From: Jan Kiszka <jan.kiszka@web.de>
To: Blue Swirl <blauwirbel@gmail.com>
Cc: Juan Quintela <quintela@redhat.com>,
Paul Brook <paul@codesourcery.com>,
qemu-devel@nongnu.org
Subject: Re: [Qemu-devel] Re: [RFT][PATCH 07/15] qemu_irq: Add IRQ handlers with delivery feedback
Date: Thu, 27 May 2010 21:08:18 +0200 [thread overview]
Message-ID: <4BFEC322.3030207@web.de> (raw)
In-Reply-To: <AANLkTimNyQF6PqXqE6PO55eXvesbYz4FChxyaqNXr5o0@mail.gmail.com>
[-- Attachment #1: Type: text/plain, Size: 4505 bytes --]
Blue Swirl wrote:
> On Thu, May 27, 2010 at 6:31 PM, Jan Kiszka <jan.kiszka@web.de> wrote:
>> Blue Swirl wrote:
>>> On Wed, May 26, 2010 at 11:26 PM, Paul Brook <paul@codesourcery.com> wrote:
>>>>> At the other extreme, would it be possible to make the educated guests
>>>>> aware of the virtualization also in clock aspect: virtio-clock?

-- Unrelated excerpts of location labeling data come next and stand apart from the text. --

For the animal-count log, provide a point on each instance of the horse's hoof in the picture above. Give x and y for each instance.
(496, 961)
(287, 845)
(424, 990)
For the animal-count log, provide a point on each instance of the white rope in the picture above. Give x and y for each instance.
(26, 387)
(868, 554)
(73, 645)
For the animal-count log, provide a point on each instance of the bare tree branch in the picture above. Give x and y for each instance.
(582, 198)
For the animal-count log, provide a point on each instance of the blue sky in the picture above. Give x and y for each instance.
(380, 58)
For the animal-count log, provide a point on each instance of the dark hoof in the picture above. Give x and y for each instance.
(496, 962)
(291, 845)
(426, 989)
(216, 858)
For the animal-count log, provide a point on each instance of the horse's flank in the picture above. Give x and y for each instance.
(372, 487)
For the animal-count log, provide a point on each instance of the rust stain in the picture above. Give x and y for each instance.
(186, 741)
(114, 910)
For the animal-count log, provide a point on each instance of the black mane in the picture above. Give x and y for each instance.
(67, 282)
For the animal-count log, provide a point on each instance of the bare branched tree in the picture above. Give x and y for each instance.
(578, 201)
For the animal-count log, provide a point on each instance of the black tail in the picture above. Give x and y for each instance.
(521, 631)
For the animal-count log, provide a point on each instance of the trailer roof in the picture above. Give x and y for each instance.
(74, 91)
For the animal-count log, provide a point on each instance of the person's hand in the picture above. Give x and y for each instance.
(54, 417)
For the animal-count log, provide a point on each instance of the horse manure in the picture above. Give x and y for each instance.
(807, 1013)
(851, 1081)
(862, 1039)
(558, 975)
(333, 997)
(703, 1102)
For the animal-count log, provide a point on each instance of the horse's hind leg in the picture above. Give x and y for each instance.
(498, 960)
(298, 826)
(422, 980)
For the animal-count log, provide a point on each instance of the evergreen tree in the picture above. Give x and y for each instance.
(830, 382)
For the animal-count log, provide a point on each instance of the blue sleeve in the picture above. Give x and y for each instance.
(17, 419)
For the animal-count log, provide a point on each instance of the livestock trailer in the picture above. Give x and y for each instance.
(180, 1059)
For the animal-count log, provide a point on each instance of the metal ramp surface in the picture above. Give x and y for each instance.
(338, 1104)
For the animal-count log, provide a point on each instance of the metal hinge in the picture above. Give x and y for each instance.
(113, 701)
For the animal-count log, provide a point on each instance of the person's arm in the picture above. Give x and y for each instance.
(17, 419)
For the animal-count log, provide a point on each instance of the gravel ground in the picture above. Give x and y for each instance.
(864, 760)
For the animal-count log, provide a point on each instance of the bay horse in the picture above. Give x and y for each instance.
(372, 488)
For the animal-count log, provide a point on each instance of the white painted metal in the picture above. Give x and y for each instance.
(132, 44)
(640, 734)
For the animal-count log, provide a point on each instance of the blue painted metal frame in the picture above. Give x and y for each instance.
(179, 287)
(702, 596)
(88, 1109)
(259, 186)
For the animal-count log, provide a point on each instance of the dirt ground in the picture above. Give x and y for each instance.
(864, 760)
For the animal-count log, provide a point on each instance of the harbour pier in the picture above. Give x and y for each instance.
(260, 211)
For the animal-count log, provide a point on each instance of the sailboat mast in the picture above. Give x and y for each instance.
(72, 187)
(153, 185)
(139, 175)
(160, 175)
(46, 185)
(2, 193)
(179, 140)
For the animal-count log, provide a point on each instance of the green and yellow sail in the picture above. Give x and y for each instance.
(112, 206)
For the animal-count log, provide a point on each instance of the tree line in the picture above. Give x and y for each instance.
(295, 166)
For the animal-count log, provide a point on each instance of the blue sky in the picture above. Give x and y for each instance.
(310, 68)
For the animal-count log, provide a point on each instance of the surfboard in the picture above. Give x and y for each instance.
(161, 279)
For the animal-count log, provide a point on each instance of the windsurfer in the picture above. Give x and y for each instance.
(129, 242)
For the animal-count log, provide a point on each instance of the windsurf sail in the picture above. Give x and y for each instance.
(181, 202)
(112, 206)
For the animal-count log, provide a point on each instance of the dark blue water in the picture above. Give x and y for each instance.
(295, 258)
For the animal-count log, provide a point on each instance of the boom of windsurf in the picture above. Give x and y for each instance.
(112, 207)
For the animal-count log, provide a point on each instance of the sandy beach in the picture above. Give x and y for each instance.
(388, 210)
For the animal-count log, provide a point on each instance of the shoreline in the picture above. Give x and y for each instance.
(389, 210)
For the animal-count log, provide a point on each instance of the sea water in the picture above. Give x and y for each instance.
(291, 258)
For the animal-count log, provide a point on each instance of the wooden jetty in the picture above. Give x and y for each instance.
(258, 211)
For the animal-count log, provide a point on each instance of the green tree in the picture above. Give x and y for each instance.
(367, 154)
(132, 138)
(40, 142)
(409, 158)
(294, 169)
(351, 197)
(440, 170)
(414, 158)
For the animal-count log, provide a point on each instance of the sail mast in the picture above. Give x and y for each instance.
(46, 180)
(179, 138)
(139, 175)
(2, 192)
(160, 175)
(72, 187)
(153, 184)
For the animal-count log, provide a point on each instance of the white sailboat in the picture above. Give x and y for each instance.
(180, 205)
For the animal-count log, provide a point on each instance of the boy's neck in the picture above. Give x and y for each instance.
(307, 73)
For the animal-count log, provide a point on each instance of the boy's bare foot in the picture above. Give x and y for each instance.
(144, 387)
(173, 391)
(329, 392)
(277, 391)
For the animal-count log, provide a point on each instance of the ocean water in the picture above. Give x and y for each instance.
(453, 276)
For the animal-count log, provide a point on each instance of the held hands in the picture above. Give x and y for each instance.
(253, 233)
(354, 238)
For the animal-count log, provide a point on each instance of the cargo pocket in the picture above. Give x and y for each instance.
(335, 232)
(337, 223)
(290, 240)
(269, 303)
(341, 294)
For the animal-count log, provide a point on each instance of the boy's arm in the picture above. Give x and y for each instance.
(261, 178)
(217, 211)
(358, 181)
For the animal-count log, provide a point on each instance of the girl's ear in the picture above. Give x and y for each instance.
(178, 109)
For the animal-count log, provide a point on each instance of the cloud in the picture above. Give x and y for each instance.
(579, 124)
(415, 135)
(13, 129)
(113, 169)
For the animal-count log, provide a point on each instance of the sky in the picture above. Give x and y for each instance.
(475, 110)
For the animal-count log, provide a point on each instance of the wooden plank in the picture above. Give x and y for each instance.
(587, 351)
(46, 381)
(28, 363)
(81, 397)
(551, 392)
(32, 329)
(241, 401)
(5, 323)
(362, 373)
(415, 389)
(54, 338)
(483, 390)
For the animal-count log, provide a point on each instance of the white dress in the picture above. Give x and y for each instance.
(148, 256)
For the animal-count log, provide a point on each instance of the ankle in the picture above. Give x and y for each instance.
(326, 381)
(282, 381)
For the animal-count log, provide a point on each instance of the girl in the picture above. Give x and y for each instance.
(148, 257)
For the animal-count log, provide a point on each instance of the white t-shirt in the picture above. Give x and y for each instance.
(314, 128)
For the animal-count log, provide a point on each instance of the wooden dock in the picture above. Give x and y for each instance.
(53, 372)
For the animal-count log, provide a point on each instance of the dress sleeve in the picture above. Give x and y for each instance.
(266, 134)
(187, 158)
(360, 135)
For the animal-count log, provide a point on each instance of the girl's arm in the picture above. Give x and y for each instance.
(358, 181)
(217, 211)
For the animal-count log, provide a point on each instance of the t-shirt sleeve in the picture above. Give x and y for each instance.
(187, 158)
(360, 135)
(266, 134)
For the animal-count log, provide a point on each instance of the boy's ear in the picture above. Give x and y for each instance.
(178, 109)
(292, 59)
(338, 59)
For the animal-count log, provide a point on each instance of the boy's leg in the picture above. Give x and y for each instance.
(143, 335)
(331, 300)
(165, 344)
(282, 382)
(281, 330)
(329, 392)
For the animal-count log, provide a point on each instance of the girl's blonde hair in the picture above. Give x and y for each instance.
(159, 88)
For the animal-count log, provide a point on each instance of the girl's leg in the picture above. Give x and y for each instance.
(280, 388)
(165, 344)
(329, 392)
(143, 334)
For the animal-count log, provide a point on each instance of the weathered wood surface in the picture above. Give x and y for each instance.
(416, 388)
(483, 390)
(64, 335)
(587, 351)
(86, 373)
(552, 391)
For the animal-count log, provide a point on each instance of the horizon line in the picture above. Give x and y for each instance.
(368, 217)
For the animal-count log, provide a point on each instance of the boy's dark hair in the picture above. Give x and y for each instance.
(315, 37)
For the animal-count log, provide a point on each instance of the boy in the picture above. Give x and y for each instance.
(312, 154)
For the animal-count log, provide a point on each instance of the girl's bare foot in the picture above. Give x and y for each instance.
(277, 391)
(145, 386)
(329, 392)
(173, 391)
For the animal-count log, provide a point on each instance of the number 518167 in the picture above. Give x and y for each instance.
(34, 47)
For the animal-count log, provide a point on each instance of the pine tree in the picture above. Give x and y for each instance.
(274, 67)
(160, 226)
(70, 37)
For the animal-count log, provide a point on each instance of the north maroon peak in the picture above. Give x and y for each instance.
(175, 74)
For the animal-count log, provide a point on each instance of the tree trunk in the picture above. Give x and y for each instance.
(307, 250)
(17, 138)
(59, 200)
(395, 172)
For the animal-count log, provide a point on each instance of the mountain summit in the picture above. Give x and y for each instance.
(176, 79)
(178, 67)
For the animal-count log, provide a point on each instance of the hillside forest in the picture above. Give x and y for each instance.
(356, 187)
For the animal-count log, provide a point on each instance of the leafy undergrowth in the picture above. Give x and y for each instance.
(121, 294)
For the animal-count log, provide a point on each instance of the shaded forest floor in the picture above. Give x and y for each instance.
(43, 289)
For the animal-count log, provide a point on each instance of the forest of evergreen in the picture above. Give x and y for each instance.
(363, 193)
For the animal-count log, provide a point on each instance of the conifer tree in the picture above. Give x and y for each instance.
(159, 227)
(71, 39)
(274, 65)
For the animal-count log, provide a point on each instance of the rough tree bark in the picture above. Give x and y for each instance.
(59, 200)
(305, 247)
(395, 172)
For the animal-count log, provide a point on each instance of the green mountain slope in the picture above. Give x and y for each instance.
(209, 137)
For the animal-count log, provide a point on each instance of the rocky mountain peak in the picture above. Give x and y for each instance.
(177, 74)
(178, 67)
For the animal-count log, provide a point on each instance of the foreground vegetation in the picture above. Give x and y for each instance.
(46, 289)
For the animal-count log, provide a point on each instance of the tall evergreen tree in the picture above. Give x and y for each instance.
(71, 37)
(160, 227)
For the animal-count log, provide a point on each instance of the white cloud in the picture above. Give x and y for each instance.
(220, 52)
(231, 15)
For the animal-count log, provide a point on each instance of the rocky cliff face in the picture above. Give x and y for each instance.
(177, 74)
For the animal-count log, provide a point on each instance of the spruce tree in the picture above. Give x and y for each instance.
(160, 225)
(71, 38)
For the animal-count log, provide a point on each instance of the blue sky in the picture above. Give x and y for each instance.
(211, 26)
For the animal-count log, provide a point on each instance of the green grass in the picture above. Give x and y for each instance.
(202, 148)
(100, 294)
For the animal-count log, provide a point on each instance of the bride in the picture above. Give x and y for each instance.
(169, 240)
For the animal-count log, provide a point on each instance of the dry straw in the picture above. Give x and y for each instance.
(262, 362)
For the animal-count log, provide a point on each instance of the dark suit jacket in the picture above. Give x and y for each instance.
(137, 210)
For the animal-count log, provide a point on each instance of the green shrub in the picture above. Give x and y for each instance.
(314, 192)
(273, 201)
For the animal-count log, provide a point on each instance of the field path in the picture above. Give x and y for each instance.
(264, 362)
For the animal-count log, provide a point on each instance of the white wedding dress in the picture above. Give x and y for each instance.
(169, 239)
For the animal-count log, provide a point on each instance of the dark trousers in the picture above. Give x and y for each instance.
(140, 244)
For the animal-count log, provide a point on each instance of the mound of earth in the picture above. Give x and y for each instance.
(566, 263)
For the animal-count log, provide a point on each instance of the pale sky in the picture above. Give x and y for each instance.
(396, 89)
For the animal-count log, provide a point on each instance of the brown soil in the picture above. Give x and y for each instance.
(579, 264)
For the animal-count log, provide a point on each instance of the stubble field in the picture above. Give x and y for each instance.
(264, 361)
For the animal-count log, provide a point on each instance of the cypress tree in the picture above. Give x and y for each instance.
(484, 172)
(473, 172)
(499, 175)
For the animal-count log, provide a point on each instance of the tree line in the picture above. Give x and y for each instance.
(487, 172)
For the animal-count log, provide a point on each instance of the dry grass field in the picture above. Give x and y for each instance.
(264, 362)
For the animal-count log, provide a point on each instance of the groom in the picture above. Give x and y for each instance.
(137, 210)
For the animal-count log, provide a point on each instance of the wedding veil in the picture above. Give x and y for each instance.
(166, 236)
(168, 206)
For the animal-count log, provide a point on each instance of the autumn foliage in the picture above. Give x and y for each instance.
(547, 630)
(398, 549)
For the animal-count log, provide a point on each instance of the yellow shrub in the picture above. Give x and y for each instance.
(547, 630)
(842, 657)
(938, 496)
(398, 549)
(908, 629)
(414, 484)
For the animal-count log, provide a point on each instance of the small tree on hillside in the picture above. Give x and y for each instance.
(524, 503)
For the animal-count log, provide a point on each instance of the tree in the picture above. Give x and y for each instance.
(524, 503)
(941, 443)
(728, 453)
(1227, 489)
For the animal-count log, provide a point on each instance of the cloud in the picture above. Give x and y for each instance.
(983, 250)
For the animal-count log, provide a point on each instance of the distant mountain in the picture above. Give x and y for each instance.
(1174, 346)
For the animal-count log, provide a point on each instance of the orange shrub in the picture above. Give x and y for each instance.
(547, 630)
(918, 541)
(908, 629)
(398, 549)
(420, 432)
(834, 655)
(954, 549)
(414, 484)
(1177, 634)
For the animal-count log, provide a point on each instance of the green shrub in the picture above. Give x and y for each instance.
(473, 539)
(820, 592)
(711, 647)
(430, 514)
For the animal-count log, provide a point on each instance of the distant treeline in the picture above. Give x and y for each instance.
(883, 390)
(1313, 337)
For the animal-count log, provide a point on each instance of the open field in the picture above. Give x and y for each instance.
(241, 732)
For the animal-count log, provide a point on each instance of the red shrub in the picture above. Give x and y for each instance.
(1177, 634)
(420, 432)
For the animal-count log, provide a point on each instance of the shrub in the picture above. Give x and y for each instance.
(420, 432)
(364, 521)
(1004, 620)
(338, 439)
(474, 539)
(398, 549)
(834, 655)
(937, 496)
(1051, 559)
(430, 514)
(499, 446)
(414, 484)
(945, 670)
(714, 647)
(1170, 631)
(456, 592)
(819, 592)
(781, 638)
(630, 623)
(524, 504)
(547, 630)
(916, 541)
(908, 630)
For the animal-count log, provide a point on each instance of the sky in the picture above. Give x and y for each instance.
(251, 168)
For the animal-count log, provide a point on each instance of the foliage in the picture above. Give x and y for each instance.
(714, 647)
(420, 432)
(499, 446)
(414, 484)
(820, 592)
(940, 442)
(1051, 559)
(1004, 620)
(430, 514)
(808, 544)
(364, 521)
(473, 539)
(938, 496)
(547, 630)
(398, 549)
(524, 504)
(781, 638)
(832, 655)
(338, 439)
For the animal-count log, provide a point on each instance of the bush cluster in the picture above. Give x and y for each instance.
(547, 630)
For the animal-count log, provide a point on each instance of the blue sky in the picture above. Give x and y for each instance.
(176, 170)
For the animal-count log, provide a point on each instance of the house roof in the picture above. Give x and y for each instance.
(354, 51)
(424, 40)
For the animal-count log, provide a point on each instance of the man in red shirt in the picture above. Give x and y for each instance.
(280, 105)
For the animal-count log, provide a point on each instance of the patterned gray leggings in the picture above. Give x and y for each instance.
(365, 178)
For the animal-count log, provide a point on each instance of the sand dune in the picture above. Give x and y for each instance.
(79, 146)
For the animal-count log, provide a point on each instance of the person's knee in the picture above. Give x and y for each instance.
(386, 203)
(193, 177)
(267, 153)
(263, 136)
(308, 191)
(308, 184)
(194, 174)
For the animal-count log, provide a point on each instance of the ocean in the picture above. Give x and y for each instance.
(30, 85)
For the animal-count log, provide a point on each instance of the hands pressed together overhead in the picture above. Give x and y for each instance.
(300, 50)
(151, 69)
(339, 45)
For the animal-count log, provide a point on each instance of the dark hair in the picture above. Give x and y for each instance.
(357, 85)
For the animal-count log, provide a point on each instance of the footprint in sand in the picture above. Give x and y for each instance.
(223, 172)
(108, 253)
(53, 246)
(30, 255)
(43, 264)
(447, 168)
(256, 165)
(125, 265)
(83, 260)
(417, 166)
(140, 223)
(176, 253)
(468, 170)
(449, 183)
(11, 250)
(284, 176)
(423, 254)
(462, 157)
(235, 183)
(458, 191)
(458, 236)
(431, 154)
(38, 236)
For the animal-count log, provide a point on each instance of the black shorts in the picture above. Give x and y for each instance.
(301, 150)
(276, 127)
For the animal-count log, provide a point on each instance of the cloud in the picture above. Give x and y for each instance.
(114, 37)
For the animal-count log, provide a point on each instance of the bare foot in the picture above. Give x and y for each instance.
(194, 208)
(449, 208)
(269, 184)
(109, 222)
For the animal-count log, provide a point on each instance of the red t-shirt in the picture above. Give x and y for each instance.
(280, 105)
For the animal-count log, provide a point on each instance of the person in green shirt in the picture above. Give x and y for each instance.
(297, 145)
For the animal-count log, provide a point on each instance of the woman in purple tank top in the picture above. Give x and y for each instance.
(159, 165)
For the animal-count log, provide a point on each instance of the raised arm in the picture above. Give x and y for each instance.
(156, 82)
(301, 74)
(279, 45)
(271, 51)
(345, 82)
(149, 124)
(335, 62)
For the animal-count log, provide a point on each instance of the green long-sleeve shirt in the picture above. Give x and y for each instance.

>>>> The guest doesn't even need to be aware of virtualization. It just needs to be
>>>> able to accommodate the lack of guaranteed realtime behavior.
>>>>
>>>> The fundamental problem here is that some guest operating systems assume that
>>>> the hardware provides certain realtime guarantees with respect to execution of
>>>> interrupt handlers. In particular they assume that the CPU will always be
>>>> able to complete execution of the timer IRQ handler before the periodic timer
>>>> triggers again. In most virtualized environments you have absolutely no
>>>> guarantee of realtime response.
>>>>
>>>> With Linux guests this was solved a long time ago by the introduction of
>>>> tickless kernels. These separate the timekeeping from wakeup events, so it
>>>> doesn't matter if several wakeup triggers end up getting merged (either at the
>>>> hardware level or via top/bottom half guest IRQ handlers).
>>>>
>>>>
>>>> It's worth mentioning that this problem also occurs on real hardware,
>>>> typically due to lame hardware/drivers which end up masking interrupts or
>>>> otherwise stall the CPU for for long periods of time.
>>>>
>>>>
>>>> The PIT hack attempts to workaround broken guests by adding artificial latency
>>>> to the timer event, ensuring that the guest "sees" them all. Unfortunately
>>>> guests vary on when it is safe for them to see the next timer event, and
>>>> trying to observe this behavior involves potentially harmful heuristics and
>>>> collusion between unrelated devices (e.g. interrupt controller and timer).
>>>>
>>>> In some cases we don't even do that, and just reschedule the event some
>>>> arbitrarily small amount of time later. This assumes the guest to do useful
>>>> work in that time. In a single threaded environment this is probably true -
>>>> qemu got enough CPU to inject the first interrupt, so will probably manage to
>>>> execute some guest code before the end of its timeslice. In an environment
>>>> where interrupt processing/delivery and execution of the guest code happen in
>>>> different threads this becomes increasingly likely to fail.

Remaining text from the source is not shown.